2.4. Statistical Analysis

Descriptive statistics summarized demographic, clinical, cognitive, and participation data. Group differences in continuous variables (MoCA, Brief-COPE, USER-P) were tested with independent-samples t-tests or Mann–Whitney U tests, and categorical variables (e.g., MoCA ≤ 22) with Fisher’s exact test. Within the patient group, subgroup analyses compared USER-P outcomes between cognitively impaired (MoCA ≤ 22) and preserved (MoCA > 22) patients. Pearson correlations examined associations between MoCA and USER-P domains. Multiple linear regressions identified independent predictors of each USER-P domain (restrictions, frequency, satisfaction).
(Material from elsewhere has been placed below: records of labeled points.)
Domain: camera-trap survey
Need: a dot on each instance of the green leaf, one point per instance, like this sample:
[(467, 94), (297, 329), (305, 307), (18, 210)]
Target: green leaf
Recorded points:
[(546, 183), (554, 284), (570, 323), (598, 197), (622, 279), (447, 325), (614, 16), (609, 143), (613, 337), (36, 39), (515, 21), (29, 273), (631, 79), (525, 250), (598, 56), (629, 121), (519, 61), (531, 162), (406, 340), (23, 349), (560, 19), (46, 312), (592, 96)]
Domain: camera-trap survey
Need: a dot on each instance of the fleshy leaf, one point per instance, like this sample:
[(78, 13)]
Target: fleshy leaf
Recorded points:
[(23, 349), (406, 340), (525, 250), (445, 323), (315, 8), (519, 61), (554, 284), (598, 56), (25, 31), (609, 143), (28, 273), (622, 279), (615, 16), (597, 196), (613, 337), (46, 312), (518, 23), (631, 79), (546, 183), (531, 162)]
Effect sizes were calculated using Cohen’s d for between-group comparisons. Analyses were conducted in IBM SPSS Statistics v21.0, with p < 0.05 considered significant.

3. Results

Forty patients who completed the one-year follow-up and seventy-five healthy controls were included in the final analysis. Controls were individually matched to patients by sex, age, and education level. The patient group comprised 26 women (65.0%) with a mean age at assessment of 53.8 years (SD = 9.8; range: 35–74 years). At admission, 11 patients (27.5%) had Hunt and Hess grade I and 29 patients (72.5%) had grade II. Thirty-five patients were matched with two healthy controls each, and five with one. Premorbid comorbidities, including hypertension, cardiovascular disease, hyperlipidemia, and diabetes, were significantly more prevalent in the patient group compared to controls (80.0% vs. 52.5%, p = 0.006). Detailed demographic and clinical characteristics are summarized in

Table 1. Demographic, clinical, and psychological characteristics of the study sample.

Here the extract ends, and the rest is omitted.